Netgate Discussion Forum
    • Categories
    • Recent
    • Tags
    • Popular
    • Users
    • Search
    • Register
    • Login

    Pfsense 2.4.5 - Bug? "bge0: firmware handshake timed out, found 0x4b657654" dropping WAN interface needing reboot.

    Scheduled Pinned Locked Moved Hardware
    15 Posts 3 Posters 1.8k Views
    Loading More Posts
    • Oldest to Newest
    • Newest to Oldest
    • Most Votes
    Reply
    • Reply as topic
    Log in to reply
    This topic has been deleted. Only users with topic management privileges can see it.
    • AterfaxA
      Aterfax
      last edited by

      @stephenw10 - It's not CRON related afaik, its roughly every 24 hr, but it is not at an exact specific time and sometimes it skips a day - the bug I have referenced is possibly related as it is discussing him having an issue with the same Broadcom chipset and sounds like exactly the same behaviour.

      Here's cron anyway:

      d38cbd0f-0ae2-4bdc-86bf-e9297e32b0f7-image.png

      @noplan Renewing the WAN IP from the ISP is not possible in some terms since I have a static address. If you mean reconnect:

      I can see the PPP daemon trying to do a reconnect - I have manually tried to make it reconnect, I have brought the interface down and up then tried to manually reconnect.

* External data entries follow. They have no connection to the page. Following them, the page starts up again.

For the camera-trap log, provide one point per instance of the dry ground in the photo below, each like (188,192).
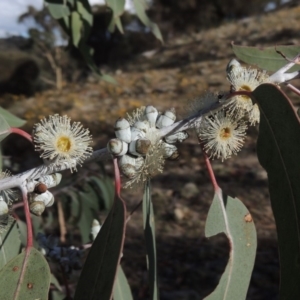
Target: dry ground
(189,265)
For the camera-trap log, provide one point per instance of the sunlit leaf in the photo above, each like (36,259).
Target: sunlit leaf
(230,216)
(99,271)
(149,232)
(25,277)
(267,58)
(10,244)
(121,288)
(278,149)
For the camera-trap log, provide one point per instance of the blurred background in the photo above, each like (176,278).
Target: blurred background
(41,75)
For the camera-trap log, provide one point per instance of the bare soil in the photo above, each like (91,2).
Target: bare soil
(189,265)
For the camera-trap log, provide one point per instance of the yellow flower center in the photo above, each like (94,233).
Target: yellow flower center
(63,144)
(245,88)
(225,133)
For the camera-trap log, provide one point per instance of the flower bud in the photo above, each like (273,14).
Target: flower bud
(139,147)
(151,114)
(171,151)
(95,228)
(136,133)
(3,207)
(142,125)
(122,130)
(177,137)
(46,197)
(117,147)
(127,165)
(37,207)
(51,180)
(166,119)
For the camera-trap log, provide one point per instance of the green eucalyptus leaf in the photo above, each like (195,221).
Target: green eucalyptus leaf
(121,288)
(229,215)
(117,7)
(278,149)
(10,244)
(267,58)
(140,7)
(11,120)
(149,233)
(100,268)
(25,277)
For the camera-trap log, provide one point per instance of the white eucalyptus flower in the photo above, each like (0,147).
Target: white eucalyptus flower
(222,135)
(243,79)
(62,142)
(8,195)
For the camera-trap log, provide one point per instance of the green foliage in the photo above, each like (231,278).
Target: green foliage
(278,149)
(10,244)
(140,7)
(97,279)
(267,58)
(25,277)
(121,288)
(149,232)
(230,216)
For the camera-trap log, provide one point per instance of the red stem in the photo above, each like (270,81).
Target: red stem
(117,178)
(21,132)
(28,220)
(209,169)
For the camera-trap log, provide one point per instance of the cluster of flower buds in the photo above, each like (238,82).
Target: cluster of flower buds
(68,257)
(95,229)
(39,196)
(136,136)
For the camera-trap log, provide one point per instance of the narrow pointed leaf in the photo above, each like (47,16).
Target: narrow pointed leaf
(10,244)
(121,288)
(33,283)
(99,271)
(278,149)
(229,215)
(267,58)
(149,232)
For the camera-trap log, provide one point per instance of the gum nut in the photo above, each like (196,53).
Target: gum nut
(31,185)
(128,170)
(142,125)
(37,207)
(122,130)
(177,137)
(167,119)
(136,134)
(46,197)
(139,162)
(95,228)
(40,188)
(3,207)
(139,147)
(233,64)
(126,159)
(117,147)
(51,180)
(151,114)
(169,150)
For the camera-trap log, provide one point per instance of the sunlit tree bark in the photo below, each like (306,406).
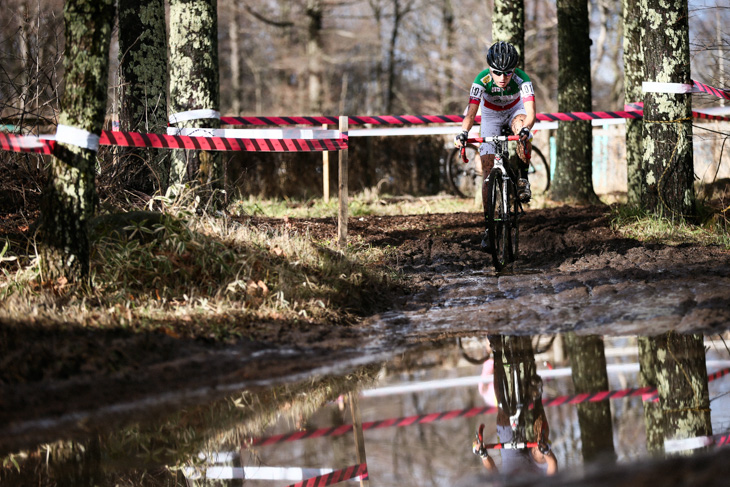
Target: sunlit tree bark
(448,102)
(194,84)
(573,171)
(667,131)
(633,76)
(400,10)
(315,61)
(143,91)
(69,199)
(588,365)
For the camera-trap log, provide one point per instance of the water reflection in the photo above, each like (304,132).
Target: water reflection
(419,414)
(523,430)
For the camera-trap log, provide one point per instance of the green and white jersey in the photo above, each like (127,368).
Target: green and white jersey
(484,89)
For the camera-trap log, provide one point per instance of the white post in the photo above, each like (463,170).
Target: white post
(325,173)
(342,215)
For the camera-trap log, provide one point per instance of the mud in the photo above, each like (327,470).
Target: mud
(573,274)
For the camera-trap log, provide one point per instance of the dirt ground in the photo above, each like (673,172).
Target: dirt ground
(573,273)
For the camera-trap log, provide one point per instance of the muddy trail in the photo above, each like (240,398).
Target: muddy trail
(573,274)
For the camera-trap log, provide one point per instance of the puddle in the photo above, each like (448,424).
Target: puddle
(419,413)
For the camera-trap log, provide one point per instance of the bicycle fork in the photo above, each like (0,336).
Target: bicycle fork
(499,163)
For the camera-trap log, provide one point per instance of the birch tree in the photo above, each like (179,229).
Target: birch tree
(667,126)
(194,84)
(69,200)
(508,24)
(573,171)
(143,91)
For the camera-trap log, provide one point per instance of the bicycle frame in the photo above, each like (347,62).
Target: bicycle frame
(500,156)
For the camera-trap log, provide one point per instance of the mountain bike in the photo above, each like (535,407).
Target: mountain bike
(462,177)
(518,389)
(502,206)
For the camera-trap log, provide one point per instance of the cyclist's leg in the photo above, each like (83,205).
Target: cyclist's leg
(523,185)
(518,121)
(491,125)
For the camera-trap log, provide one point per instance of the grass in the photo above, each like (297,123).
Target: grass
(637,223)
(198,270)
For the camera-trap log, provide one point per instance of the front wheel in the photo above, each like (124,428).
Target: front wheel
(539,171)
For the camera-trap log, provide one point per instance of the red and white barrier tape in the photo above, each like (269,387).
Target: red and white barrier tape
(353,472)
(681,444)
(646,393)
(26,143)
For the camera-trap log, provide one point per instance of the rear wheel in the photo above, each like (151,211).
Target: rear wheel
(500,234)
(539,171)
(463,177)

      Nada - only rebooting seems to bring it back online which would seem to agree with the error message that the card has dropped from the kernel for some reason or another.

      1 Reply Last reply Reply Quote 0
      • stephenw10S
        stephenw10 Netgate Administrator
        last edited by

        You have the dyndns update running at 01.01. Hard to imagine that could kill the NIC somehow. But easy to test by disabling it.

        Steve

        1 Reply Last reply Reply Quote 0
        • AterfaxA
          Aterfax
          last edited by

          It's not that, since it did it again at now at 00:37, log output below:

          https://pastebin.com/raw/6KddXiNT

          1 Reply Last reply Reply Quote 0
          • stephenw10S
            stephenw10 Netgate Administrator
            last edited by

            Ok so you are also seeing timeout errors on em1 but that is able to recover:

            May 22 00:37:30 oakenshield kernel: em1: Watchdog timeout -- resetting
            May 22 00:37:30 oakenshield kernel: em1: 2 link states coalesced
            May 22 00:37:30 oakenshield kernel: em1: link state changed to UP
            May 22 00:37:30 oakenshield kernel: bge0: watchdog timeout -- resetting
            

            'Link states coalesced' implies it was flapping too fast to show each state.

            Having em1 also implies you have em0. The first thing I would try there is to swap the em0 and bge0 interface assignments.

            Steve

            AterfaxA 1 Reply Last reply Reply Quote 0
            • AterfaxA
              Aterfax @stephenw10
              last edited by

              Can you explain what you mean?

              I do have an em0 but swapping them is, in a sense, impossible.

              em0 and all emX interfaces are virtual adaptors from KVM which are connected to bridged VLANs on the host.

              bge0 is a physical device - a PCI passthrough from the host of one of the ports on the physical card.

              Swapping the passthrough to the other port would only change port on the card (and would still show up as bge0) while the virtual adaptors would still show up as emX. (Not sure that would really change anything at all?)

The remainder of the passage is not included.